The most important thing here to remember is that the cache should keep the necessary data only. However, there are a number of cases when things might get wrong and cache will start keeping data that has been accessed once. In this case, next time, you need the item which is not stored in cache, Sitecore will make a database request and cache the item again. Later, the obsolete data will be removed from the cache (in other words, the cache will be recovered) but this requires some time. During the recovering time, the performance of the processing requests will be decreased.
Things might become even worth in case the database server is located far from the Web servers and latency start playing its role.
Which operations might cause problems with cache?
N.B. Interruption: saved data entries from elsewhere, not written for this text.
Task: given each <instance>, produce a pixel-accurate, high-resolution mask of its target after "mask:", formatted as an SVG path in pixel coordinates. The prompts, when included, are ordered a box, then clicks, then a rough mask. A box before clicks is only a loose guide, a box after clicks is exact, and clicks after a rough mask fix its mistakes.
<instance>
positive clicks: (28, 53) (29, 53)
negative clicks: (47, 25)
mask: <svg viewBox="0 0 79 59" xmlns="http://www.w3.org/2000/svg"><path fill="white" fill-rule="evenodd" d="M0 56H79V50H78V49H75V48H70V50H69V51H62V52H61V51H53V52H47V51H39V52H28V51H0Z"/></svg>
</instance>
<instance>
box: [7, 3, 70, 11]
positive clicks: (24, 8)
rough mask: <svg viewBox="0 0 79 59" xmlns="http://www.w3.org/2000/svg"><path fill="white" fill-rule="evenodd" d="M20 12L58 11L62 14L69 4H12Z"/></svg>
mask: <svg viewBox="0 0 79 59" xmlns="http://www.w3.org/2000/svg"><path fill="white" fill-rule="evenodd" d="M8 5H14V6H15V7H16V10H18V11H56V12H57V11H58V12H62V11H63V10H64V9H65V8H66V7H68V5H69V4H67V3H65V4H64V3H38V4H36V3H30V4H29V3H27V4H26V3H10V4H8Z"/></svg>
I would say that any that work with a great number of data items that are not supposed to be cached or requested again during a short period of time.
A few examples:
1. Reindexing data.
In this case, the indexing API iterates thought the Sitecore data (tree) and perform an indexing operation. As a result, all indexing items will be added to Sitecore caches. Just imagine, what will happen in case you are reindexing the whole content tree with millions of items... The cache will be overfilled soon and Sitecore will start cleaning it up in the middle of the indexing operation. Thus, instead of just indexing data, the processor time is spent on cache operations and further data clean up.
2. Publishing data
Similarly to the indexing, the publishing process is accessing a number of data, thus a number of odd items are cached.
3. Sitecore initialization logic
Sitecore initialization logic performs a number of operations that also require access to the items. For example loading localization data, scanning some items to load application settings, etc.
What can we do to improve the situation?
The easiest solution that came to my mind is using a sort of cache disabling context that would prevent data to be cached.Sitecore allows disabling data caches by using Sitecore.Data.DatabaseCacheDisabler:
using(new DatabaseCacheDisabler())All the code, executed in DatabaseCacheDisabler context will not get and put data from \ to Sitecore caches. Another good thing is that DatabaseCacheDisabler inherits from Switcher class that is thread static. This means that cache disabling logic will be performed in current context only and will not influence other threads.
{
// your code here...
}
The bad thing about this code is that it will not get data from the cache even if it is there! In other words, if part of the items, you need to work with, from your code is already in cache Sitecore will not use them and make a request to a database by introducing a performance penalty.
To improve the performance we would rather want to get data from cache if it is already there but do not add new data to Sotecore caches if we read it from a database.
After some investigation, I have managed to find the switcher that does the trick: Sitecore.Data.CacheWriteDisabler.
The usage of this class is quite the same as the previous one but the code in the scope of this disabler will be using cached data if it is available.
Performance tests confirmed that the code in the scope of this disabler works faster than when I was using just DatabaseCacheDisabler.
At the end, I would like to warn about using of disablers in Sitecore.
One should remember that in case the code inside the disabler not only reads the items but also modifies them, then changes you did with these items will not appear in Sitecore caches if these items have alreay been cached.
Thus, one should use disablers wisely without breaking the cache integrity.